The sign shows a hand-waving truck driver jumping back and forth over a sixteen-wheeler outlined in pink neon. Below it, also in pink neon: HAPPY JACK'S TRUCK STOP.

“Saw it on our way out. On a better day, before Marge perforated me.”

“We have almost a full tank of gas, Billy.”

“Gas isn't what we want. Pull around back. And put this in your purse.” From under the seat he takes Marge's Smith & Wesson ACP.

“I don't want it.” This is absolutely true. She never wants to touch another gun in her life.

“I get that but take it anyway. It's not loaded. The chances that you even have to show it are about one in a hundred.”

She takes it, drops it in her purse, and drives around to where she sees dozens of ranked long-haul trucks, most of them grumbling quietly.

“No lot lizards. They must be sleeping in.”

“What are lot lizards? Whores? Truck-stop whores?”



“You need to stroll around those trucks, kind of like you were shopping back at those malls where you bought your clothes. Because shopping is what you're doing.”

“Won't they think I'm a lizard?”

This time it's not the grin but the smile she's come to love. He scans her blue jeans, her parka, and most of all her face, which is innocent of makeup. “Not a chance.
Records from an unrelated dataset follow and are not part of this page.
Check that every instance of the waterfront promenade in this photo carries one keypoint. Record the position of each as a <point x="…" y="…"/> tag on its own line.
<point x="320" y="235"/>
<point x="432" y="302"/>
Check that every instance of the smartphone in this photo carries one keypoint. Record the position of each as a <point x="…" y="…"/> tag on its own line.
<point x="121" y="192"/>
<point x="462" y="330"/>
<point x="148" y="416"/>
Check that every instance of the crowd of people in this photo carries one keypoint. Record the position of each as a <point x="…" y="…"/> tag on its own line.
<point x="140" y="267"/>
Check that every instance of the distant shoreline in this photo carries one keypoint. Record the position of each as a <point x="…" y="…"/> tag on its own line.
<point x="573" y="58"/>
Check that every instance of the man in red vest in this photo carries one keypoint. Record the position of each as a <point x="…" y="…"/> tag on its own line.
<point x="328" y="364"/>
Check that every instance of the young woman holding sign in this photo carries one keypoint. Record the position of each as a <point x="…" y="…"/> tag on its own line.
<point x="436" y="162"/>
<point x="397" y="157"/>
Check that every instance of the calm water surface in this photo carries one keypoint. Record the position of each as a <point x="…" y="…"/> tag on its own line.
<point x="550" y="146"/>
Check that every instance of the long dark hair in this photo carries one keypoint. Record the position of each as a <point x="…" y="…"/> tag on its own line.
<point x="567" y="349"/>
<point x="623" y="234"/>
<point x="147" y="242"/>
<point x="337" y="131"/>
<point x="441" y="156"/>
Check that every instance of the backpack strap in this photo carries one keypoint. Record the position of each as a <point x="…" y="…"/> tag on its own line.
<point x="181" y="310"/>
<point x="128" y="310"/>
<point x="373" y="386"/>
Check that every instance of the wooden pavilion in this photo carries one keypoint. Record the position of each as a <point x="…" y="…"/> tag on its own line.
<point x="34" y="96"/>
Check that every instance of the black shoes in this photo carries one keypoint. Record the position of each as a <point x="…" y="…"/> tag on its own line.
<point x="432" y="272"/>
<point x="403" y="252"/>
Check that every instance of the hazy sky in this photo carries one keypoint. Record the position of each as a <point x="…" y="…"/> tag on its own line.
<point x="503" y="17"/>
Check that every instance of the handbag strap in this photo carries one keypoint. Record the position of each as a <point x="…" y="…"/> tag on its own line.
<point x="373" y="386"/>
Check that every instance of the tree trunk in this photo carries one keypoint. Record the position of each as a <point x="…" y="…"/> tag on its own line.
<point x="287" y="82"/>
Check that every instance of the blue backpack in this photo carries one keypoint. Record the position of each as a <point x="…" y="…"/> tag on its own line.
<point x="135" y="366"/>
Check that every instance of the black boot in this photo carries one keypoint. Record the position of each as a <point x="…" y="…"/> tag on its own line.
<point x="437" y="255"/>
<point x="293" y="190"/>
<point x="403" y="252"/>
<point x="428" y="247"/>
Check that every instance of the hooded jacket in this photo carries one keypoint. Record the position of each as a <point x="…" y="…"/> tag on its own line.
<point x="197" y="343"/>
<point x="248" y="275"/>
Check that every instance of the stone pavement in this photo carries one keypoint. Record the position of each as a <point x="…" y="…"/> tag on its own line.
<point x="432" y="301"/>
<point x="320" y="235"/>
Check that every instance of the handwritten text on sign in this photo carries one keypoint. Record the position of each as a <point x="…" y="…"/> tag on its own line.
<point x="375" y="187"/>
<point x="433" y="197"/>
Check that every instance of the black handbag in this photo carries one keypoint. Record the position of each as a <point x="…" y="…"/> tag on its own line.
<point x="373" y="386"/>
I want you to hunt for a truck with the visor turned down. There'll be something green on it, like a piece of paper or celluloid. Or maybe some ribbon on the doorhandle. If the trucker is in the cab, you step up and knock on his window. With me?”


“If the driver doesn't just wave you off, if he rolls down his window, you say that you're on a long trip, like coast to coast long, and
your boyfriend is having back spasms. Tell him you're doing most of the driving and you were hoping to find some pain med stronger than aspirin or Tylenol for him and some stimulants stronger than coffee or Monster Energy for you. Got it?”

Now she understands the two visits to the ATM.

“I'm hoping for OxyContin but Percs or Vikes would be okay. If it's Oxy, tell him you'll pay ten for tens or eighty for eighties.”